Ce qui s’apparente de prime abord à un shojo pas jojo ou au mieux à un shonen con-con et neuneu s’avère en vérité une merveilleuse satire des comportements amoureux : curiosité, moqueries (et surtout taquineries), plaisanteries, parade (amoureuse bien sûr, comme un paon…) et bien entendu, valse-hésitation de la drague : un pas en avant, deux pas en arrière…
Tout cela est bien connu et farci de clichés (surtout dans ce milieu scolaire) mais accommodé ici à une sauce satirique jubilatoire. C’est souvent, très souvent drôle sur ces 18 premiers tomes (il n’en manque plus que deux !) avec néanmoins un premier tome pas forcément très engageant… car la mécanique infernale peine quelque peu au début à se mettre en place, mais lorsqu’elle est lancée… on ne peut plus l’arrêter !
Cependant, ce n’est pas que drôlerie et humour potache entre la fille extravertie et le garçon introverti, car peu à peu, une idylle apparaît, presque à l’insu de leur plein gré, une idylle étonnamment juste et pas du tout niaise comme on aurait pu le craindre… on trouve ainsi dans cette relation une adorable subtilité, de tome en tome.
Mais de nombreux personnages secondaires participent de près ou de loin à cette comédie romantique, notamment bien des copines (complètement tarées) de Nagatoro qui viennent mettre régulièrement leur grain de sel…

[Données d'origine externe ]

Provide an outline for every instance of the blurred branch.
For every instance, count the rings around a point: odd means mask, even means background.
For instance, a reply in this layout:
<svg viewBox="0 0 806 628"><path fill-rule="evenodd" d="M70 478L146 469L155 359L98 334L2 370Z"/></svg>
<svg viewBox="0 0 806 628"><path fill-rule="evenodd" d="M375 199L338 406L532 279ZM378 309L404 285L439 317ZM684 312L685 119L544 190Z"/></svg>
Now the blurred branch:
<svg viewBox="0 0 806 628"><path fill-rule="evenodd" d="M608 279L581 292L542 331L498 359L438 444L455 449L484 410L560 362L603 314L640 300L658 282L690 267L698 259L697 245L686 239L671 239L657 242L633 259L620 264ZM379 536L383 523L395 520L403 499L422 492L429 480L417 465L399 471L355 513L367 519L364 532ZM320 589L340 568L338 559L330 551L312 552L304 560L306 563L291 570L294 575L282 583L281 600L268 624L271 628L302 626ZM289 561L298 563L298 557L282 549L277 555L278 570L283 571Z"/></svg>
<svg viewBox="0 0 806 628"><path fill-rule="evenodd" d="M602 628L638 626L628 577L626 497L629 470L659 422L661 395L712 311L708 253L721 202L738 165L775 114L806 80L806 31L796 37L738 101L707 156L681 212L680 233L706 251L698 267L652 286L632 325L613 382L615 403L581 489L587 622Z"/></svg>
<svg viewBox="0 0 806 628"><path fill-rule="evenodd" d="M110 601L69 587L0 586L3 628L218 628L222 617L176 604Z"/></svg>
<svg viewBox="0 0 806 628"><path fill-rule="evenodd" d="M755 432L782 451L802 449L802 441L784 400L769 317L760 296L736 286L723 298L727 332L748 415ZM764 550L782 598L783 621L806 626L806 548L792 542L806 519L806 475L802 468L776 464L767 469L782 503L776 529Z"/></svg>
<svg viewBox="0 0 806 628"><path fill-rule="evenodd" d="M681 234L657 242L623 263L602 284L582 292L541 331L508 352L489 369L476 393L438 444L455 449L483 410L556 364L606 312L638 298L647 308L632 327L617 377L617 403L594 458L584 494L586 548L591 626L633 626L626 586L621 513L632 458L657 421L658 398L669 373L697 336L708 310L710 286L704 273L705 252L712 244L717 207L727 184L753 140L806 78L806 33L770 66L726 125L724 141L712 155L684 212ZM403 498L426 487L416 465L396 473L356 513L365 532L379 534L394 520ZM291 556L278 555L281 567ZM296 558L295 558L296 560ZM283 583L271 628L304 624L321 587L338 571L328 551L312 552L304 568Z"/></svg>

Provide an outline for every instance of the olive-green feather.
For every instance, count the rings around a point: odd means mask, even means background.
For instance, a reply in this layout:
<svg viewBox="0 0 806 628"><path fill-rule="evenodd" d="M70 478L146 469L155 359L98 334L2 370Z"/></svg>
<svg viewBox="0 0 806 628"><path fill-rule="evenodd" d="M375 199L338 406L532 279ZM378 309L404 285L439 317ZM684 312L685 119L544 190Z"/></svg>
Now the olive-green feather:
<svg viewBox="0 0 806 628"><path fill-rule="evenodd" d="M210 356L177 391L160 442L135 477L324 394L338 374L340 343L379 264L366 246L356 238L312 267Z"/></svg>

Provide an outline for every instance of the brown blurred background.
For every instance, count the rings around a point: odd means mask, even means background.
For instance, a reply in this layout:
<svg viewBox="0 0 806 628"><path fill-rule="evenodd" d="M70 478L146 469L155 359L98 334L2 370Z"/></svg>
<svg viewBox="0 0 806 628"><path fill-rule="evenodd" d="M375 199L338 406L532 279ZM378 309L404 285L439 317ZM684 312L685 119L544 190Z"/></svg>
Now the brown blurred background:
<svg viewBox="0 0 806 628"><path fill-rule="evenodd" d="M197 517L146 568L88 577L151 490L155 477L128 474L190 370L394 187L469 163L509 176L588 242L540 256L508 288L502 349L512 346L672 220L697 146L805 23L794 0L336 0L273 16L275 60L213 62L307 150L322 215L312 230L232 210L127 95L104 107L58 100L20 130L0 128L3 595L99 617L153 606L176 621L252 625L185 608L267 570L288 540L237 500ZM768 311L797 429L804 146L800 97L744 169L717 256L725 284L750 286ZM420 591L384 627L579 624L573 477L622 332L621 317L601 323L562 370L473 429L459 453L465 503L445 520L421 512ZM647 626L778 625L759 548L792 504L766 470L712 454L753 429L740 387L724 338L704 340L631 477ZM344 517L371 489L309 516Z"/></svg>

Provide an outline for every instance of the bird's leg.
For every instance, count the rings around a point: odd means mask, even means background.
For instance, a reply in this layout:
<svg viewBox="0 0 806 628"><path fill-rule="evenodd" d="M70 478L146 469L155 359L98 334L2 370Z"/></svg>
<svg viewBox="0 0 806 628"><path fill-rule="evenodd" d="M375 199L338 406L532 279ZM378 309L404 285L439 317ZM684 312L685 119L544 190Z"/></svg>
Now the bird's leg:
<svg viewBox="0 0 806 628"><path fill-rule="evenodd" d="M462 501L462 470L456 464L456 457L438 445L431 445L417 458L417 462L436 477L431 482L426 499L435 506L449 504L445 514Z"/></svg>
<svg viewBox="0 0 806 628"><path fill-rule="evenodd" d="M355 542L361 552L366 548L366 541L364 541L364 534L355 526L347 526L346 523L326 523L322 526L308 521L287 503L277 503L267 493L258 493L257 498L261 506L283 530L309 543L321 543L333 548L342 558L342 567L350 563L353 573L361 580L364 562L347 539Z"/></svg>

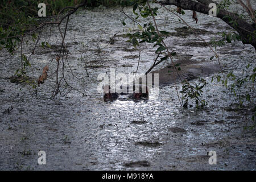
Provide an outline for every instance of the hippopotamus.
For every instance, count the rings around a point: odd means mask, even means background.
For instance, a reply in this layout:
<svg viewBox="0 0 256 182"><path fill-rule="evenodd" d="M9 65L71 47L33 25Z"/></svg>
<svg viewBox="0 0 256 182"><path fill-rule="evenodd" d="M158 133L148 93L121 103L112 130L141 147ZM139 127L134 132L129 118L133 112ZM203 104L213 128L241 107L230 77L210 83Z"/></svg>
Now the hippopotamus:
<svg viewBox="0 0 256 182"><path fill-rule="evenodd" d="M126 93L123 93L122 92L120 93L118 93L116 92L115 93L112 93L110 92L111 88L110 86L108 85L106 85L104 86L104 95L103 96L103 99L105 102L106 102L108 101L113 101L117 99L119 99L120 100L122 100L122 97L121 96L126 96L126 98L131 99L134 101L138 101L139 100L141 99L147 99L148 98L148 91L149 89L147 86L146 85L143 85L142 84L139 85L139 90L136 90L135 89L135 85L132 85L132 87L133 88L133 92L132 93L129 93L129 85L125 85L123 86L126 86L127 88L127 92ZM145 92L143 92L143 88L145 86L146 87L146 93ZM121 86L121 89L122 86ZM125 98L125 100L126 100L127 99Z"/></svg>

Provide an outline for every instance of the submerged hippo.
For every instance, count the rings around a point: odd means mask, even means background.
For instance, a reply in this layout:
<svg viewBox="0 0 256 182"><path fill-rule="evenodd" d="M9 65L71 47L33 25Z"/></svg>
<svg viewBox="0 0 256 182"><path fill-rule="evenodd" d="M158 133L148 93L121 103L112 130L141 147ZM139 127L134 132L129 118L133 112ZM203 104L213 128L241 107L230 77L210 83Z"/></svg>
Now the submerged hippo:
<svg viewBox="0 0 256 182"><path fill-rule="evenodd" d="M186 80L189 81L199 77L208 76L210 74L218 72L221 71L220 65L218 64L209 64L205 61L198 62L191 60L181 60L175 62L177 70L179 73L177 74L175 69L170 64L167 67L160 70L151 72L152 84L154 85L154 73L159 74L159 85L167 85L177 82L180 81ZM142 88L146 86L146 93L142 92ZM110 93L110 86L105 85L104 88L104 101L114 101L117 99L122 100L121 96L126 96L126 99L131 99L134 101L141 99L147 99L148 98L149 88L143 85L139 85L139 91L135 90L134 84L133 85L133 93L128 93L129 89L127 87L127 93Z"/></svg>
<svg viewBox="0 0 256 182"><path fill-rule="evenodd" d="M135 86L133 85L133 93L129 93L129 86L128 85L125 85L127 88L126 93L121 92L121 93L118 93L117 92L112 93L110 92L110 86L106 85L104 86L104 95L103 96L103 99L105 102L108 101L113 101L117 99L122 100L127 100L127 99L131 99L134 101L141 100L141 99L147 99L148 98L148 90L149 89L146 85L139 85L139 90L137 90L135 89ZM143 87L145 87L144 89ZM121 86L122 88L122 86ZM146 92L144 91L146 90ZM121 96L126 96L126 97L122 97ZM127 99L126 99L127 98Z"/></svg>

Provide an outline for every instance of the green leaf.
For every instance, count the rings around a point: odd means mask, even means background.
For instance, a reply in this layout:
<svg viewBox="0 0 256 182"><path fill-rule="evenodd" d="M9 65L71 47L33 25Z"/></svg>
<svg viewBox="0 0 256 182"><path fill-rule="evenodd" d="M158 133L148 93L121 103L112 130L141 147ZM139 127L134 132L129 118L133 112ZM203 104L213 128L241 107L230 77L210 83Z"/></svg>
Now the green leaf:
<svg viewBox="0 0 256 182"><path fill-rule="evenodd" d="M138 24L138 27L139 27L139 30L143 30L143 28L139 24Z"/></svg>
<svg viewBox="0 0 256 182"><path fill-rule="evenodd" d="M158 53L158 52L162 51L163 50L165 50L165 49L166 49L166 48L163 46L161 46L157 49L157 50L156 50L156 51L155 51L155 52Z"/></svg>
<svg viewBox="0 0 256 182"><path fill-rule="evenodd" d="M225 85L225 86L226 86L226 88L228 88L227 84L228 84L228 79L226 79L226 80L225 80L225 81L224 81L224 85Z"/></svg>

Le dessin est fort bien fait en soi mais se caractérise par son expressivité, notamment les mimiques de Nagatoro, bien sûr habilement croquée mais surtout ses sentiments et ses contradictions qui se lisent sur son visage comme un livre ouvert ! ça aussi, c’est charmant, mignon et… drôle !
Il ne reste donc plus qu’à attendre la fin, à savoir s’ils vont enfin copuler comme des bêtes et faire une ribambelle de chiards ou s’ils iront chacun de leur côté lors d’une séparation drâmatiquement drââmatique… ou simplement se perdre de vue : loin des yeux, loin du coeur… wait and see.